One group that acknowledged similar components used a community engagement model to develop a partnership between a U.S. nursing school and the nursing community in the Caribbean, aimed at clinical, research and educational goals (23). Their model was based on the International Association for Public Participation’s (IAP2) Spectrum of Public Participation, in which increasing levels of participation led to increasing public impact (24). The importance of working “directly with the public” to understand their priorities and to implement their solutions is in line with the major themes we identified in our study (24). However, our framework goes further by identifying forms of community participation that can pose obstacles to partnerships.
Limitations of the study include lack of generalizability of results to other communities, as many of the concepts described are specific to the culture of the region, and a potential sampling bias resulting from snowball sampling. However, this method has been considered the most effective by other authors given the history of mistrust of foreign organizations that exists in such rural communities (25). A small number of individuals were included in both the MoH and NGO leaders’ groups due to lack of accessibility and time, however those who participated had the most in-depth knowledge of local conditions and challenges. The fact that 100% of participants were interested in collaborating may have led to a response bias, although obstacles were still identified as one of the major themes. Researcher bias is another potential limitation; however, our stakeholder diversity, triangulation, member checking and use of two coders provides increased rigor in terms of added trustworthiness and reliability of the findings.

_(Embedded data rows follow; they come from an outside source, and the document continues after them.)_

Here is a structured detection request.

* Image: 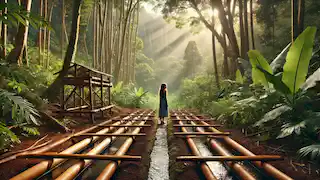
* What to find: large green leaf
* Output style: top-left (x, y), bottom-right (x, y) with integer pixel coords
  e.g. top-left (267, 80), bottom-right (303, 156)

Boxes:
top-left (236, 69), bottom-right (243, 84)
top-left (282, 27), bottom-right (317, 94)
top-left (257, 66), bottom-right (290, 95)
top-left (248, 50), bottom-right (272, 88)
top-left (270, 43), bottom-right (291, 74)
top-left (255, 105), bottom-right (292, 126)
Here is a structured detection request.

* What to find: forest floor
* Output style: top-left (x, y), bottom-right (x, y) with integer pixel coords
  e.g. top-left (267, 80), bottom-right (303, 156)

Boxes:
top-left (0, 109), bottom-right (320, 180)
top-left (208, 119), bottom-right (320, 180)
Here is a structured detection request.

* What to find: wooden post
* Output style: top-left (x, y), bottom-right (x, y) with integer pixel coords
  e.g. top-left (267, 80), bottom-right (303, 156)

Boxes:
top-left (100, 74), bottom-right (104, 118)
top-left (79, 86), bottom-right (85, 117)
top-left (73, 64), bottom-right (77, 107)
top-left (60, 83), bottom-right (66, 118)
top-left (107, 77), bottom-right (112, 115)
top-left (89, 73), bottom-right (94, 123)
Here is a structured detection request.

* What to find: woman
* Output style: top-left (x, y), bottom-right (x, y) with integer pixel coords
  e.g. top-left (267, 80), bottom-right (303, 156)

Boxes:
top-left (159, 84), bottom-right (168, 124)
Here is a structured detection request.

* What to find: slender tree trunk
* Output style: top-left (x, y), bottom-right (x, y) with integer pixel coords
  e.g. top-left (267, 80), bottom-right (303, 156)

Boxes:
top-left (38, 0), bottom-right (43, 65)
top-left (0, 0), bottom-right (8, 59)
top-left (42, 0), bottom-right (48, 67)
top-left (93, 1), bottom-right (97, 68)
top-left (99, 1), bottom-right (108, 71)
top-left (222, 32), bottom-right (230, 78)
top-left (238, 0), bottom-right (246, 58)
top-left (60, 0), bottom-right (65, 59)
top-left (7, 0), bottom-right (32, 65)
top-left (250, 0), bottom-right (256, 49)
top-left (243, 0), bottom-right (249, 56)
top-left (46, 2), bottom-right (54, 68)
top-left (44, 0), bottom-right (82, 101)
top-left (131, 2), bottom-right (140, 82)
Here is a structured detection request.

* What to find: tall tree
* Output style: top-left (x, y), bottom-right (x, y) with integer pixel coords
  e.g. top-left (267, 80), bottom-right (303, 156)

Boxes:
top-left (44, 0), bottom-right (83, 101)
top-left (0, 0), bottom-right (8, 59)
top-left (250, 0), bottom-right (256, 49)
top-left (7, 0), bottom-right (32, 65)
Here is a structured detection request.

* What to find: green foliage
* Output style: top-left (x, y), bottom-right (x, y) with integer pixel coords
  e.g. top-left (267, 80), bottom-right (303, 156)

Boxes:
top-left (298, 144), bottom-right (320, 160)
top-left (111, 82), bottom-right (148, 108)
top-left (282, 27), bottom-right (316, 95)
top-left (236, 69), bottom-right (244, 84)
top-left (0, 89), bottom-right (40, 125)
top-left (0, 2), bottom-right (51, 30)
top-left (248, 50), bottom-right (272, 88)
top-left (0, 123), bottom-right (20, 149)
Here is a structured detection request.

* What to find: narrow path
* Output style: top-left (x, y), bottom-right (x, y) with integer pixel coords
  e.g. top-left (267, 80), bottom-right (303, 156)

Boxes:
top-left (148, 125), bottom-right (169, 180)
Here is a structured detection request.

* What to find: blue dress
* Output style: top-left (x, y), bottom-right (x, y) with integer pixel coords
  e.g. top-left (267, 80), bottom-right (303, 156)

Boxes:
top-left (159, 91), bottom-right (168, 118)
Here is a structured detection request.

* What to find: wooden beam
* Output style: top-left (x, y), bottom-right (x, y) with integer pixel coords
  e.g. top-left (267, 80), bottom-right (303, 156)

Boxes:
top-left (174, 132), bottom-right (230, 136)
top-left (112, 119), bottom-right (153, 121)
top-left (66, 105), bottom-right (89, 111)
top-left (176, 155), bottom-right (284, 161)
top-left (99, 124), bottom-right (151, 127)
top-left (72, 133), bottom-right (146, 137)
top-left (17, 153), bottom-right (141, 161)
top-left (171, 119), bottom-right (215, 121)
top-left (173, 124), bottom-right (221, 127)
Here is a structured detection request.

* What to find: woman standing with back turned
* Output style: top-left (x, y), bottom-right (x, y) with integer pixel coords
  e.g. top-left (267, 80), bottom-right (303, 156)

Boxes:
top-left (159, 84), bottom-right (168, 124)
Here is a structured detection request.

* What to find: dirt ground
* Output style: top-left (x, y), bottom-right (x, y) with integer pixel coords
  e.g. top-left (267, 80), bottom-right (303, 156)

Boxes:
top-left (168, 119), bottom-right (205, 180)
top-left (0, 108), bottom-right (136, 179)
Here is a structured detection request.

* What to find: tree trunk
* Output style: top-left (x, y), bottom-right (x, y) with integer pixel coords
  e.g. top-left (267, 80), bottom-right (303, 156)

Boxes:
top-left (93, 1), bottom-right (97, 68)
top-left (238, 0), bottom-right (246, 58)
top-left (250, 0), bottom-right (256, 49)
top-left (44, 0), bottom-right (82, 101)
top-left (99, 1), bottom-right (108, 71)
top-left (211, 13), bottom-right (220, 89)
top-left (38, 0), bottom-right (43, 65)
top-left (0, 0), bottom-right (8, 59)
top-left (243, 0), bottom-right (249, 56)
top-left (222, 32), bottom-right (230, 78)
top-left (7, 0), bottom-right (32, 65)
top-left (60, 0), bottom-right (65, 59)
top-left (42, 0), bottom-right (48, 67)
top-left (46, 2), bottom-right (54, 68)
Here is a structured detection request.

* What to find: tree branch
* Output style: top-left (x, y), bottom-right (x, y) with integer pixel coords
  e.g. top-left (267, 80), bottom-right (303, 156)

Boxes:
top-left (189, 0), bottom-right (224, 44)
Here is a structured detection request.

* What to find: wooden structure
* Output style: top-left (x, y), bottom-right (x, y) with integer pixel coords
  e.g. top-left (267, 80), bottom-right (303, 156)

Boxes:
top-left (59, 63), bottom-right (113, 122)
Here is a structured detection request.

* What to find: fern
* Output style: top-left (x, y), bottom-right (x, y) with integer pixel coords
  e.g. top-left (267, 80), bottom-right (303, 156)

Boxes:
top-left (0, 89), bottom-right (40, 125)
top-left (21, 126), bottom-right (40, 136)
top-left (298, 144), bottom-right (320, 160)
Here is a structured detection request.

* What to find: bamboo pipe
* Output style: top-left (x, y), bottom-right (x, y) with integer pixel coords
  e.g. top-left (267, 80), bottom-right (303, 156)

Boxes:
top-left (97, 112), bottom-right (155, 180)
top-left (0, 112), bottom-right (119, 164)
top-left (183, 114), bottom-right (256, 180)
top-left (171, 116), bottom-right (217, 180)
top-left (176, 155), bottom-right (283, 162)
top-left (11, 110), bottom-right (144, 180)
top-left (19, 153), bottom-right (141, 161)
top-left (189, 113), bottom-right (293, 180)
top-left (56, 113), bottom-right (150, 180)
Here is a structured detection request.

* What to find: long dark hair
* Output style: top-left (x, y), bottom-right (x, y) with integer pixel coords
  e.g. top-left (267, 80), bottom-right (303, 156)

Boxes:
top-left (159, 84), bottom-right (167, 97)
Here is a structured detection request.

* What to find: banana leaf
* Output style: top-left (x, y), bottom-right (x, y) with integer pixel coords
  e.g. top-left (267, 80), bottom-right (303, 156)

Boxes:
top-left (270, 43), bottom-right (291, 74)
top-left (254, 105), bottom-right (292, 126)
top-left (257, 66), bottom-right (290, 95)
top-left (282, 27), bottom-right (316, 95)
top-left (248, 50), bottom-right (272, 88)
top-left (236, 69), bottom-right (244, 84)
top-left (302, 68), bottom-right (320, 90)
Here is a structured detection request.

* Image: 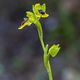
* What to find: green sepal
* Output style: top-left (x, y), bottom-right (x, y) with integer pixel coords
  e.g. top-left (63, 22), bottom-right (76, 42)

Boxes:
top-left (41, 3), bottom-right (46, 11)
top-left (49, 44), bottom-right (60, 57)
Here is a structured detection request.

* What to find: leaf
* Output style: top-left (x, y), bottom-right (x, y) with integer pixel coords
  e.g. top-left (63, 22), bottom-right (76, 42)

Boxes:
top-left (49, 44), bottom-right (60, 57)
top-left (41, 3), bottom-right (46, 11)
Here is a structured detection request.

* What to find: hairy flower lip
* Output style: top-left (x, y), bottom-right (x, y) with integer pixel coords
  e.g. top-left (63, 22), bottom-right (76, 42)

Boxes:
top-left (38, 10), bottom-right (45, 15)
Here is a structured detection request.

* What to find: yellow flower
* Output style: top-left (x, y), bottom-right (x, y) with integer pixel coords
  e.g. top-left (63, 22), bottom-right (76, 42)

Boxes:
top-left (49, 44), bottom-right (60, 57)
top-left (32, 3), bottom-right (49, 18)
top-left (18, 3), bottom-right (49, 29)
top-left (18, 11), bottom-right (35, 29)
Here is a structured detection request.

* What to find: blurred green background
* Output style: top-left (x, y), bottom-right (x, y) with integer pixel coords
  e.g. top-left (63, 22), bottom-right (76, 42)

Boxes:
top-left (0, 0), bottom-right (80, 80)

Our study provides the unique perspective of Ugandan stakeholders’ beliefs on what is most important in the development of a sustainable health center by an NGO in their community. A recent editorial highlighted several components of building successful clinics in resource-limited settings like that of rural Uganda (7). The importance of developing relationships and recognizing potential obstacles are mirrored in our themes; however, this perspective originates from a U.S. academic institution. The local stakeholders’ viewpoint as incorporated in our framework is critically valuable because the sustainability of the proposed clinic and other health-related interventions in such settings rely heavily on the capacities and motivation of the local community, not just the money and expertise of their Western partners. Through knowing what local partners really believe, we can foster true, bidirectional partnerships that can generate lasting health benefits for the communities that need it most.
The authors would like to thank the families, healthcare workers, and community leaders in Entebbe, as well as the Ugandan Ministry of Health and Cherish Uganda for sharing their thoughts, ideas, and concerns with us.
Ethics and consent: The study protocol and consent procedures were approved by the Uganda National Council for Science and Technology and Baylor College of Medicine Institutional Review Board. All participants provided informed consent verbally with interpreters available if needed.